Richard lunged forward, instinct overriding sense. He reached into the grate, seizing the burning page with his bare hand. The heat seared through his skin, pain exploding up his arm, but he refused to let go until he had smothered the flames against the stone floor.

“Richard!” Sophia cried, rushing to his side.

He crouched there, panting, the ruined paper in his scorched palm. His skin was blistered, the edges raw, but he did not seem to notice. He stared at what remained of the drawing—the faint lines still visible beneath the ash.

His own face, half burnt, half preserved.

The smell of char and singed flesh filled the room.

Sophia knelt beside him, horrified. “You fool!” She seized a cloth from the table and tried to take his hand, but he pulled away.

“Leave it,” he said hoarsely.

“Richard, you’ll scar.”

He looked at her then, and she saw tears glinting in his eyes. “Do you think I care for another scar?”

She froze.

He turned his gaze back to the ruined page. The edges still smoldered faintly, curling inward. He brushed them away gently, as if by doing so he might uncover some hidden forgiveness beneath.

“This,” he said softly, almost to himself, “is how she saw me.”

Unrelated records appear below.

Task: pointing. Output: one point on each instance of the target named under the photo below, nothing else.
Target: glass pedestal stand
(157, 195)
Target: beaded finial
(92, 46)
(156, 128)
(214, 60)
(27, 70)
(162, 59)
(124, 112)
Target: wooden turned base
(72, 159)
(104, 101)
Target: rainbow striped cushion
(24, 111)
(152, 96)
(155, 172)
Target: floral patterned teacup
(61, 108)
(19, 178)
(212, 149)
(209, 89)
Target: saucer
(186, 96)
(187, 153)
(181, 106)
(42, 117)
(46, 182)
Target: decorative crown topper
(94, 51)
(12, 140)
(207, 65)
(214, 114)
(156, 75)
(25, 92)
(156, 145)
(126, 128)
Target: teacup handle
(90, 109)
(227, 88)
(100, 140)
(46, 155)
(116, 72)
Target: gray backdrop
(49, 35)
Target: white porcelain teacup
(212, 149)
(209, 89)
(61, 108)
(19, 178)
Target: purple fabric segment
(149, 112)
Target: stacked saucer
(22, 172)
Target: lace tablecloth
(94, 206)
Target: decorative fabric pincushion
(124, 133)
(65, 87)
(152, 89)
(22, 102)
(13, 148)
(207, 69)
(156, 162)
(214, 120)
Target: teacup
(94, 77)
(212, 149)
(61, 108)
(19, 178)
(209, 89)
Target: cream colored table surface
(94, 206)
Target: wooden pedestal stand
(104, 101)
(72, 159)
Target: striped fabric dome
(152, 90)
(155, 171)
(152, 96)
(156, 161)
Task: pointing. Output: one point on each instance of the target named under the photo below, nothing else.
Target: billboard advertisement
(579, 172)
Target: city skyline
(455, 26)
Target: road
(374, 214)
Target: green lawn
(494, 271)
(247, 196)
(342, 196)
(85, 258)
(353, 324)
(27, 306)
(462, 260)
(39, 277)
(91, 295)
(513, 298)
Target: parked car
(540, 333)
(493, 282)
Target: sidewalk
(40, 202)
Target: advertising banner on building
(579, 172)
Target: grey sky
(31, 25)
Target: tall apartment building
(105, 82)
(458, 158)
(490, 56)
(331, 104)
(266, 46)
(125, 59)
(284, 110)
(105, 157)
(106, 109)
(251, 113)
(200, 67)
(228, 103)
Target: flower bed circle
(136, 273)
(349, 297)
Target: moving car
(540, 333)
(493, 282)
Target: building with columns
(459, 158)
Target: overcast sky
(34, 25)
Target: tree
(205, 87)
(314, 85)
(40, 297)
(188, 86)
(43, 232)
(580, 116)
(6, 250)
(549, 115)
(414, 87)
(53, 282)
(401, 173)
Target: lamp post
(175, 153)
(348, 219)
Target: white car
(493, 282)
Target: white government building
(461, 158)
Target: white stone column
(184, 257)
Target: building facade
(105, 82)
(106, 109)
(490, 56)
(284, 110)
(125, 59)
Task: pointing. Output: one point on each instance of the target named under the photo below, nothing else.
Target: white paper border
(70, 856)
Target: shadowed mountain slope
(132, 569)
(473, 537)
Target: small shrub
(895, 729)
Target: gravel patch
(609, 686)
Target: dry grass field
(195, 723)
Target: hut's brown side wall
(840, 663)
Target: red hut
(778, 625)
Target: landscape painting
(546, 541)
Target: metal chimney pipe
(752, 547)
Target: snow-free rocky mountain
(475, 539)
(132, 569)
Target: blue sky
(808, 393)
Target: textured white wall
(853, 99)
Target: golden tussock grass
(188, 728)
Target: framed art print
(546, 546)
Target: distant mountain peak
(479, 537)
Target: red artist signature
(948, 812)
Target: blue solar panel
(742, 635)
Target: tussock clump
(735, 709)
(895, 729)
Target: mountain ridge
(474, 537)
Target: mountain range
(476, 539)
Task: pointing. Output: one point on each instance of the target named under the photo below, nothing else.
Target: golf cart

“She was frightened, yes,” Sophia said gently. “But she also stayed. She drew you again and again. She wanted you, even in fear.”

He let out a broken laugh, low and bitter. “And still she left.”

“She left because you pushed her away.”

He looked up sharply, but Sophia did not flinch.

“You told her she was free,” she said, voice trembling with feeling. “You told her she should not marry you. You gave her nothing to hold on to but this.” She gestured to the blackened sketch. “You made her believe this was all you were.”

Richard stared at the floor, at his burned hand still clutching the remains of the drawing. “Perhaps it is.”

“No.” Sophia’s tone hardened. “That is what you’ve let yourself become. But the man who dove into a lake to save her, who fought off his own cousin to protect her—that man is still there, whether you will admit it or not.”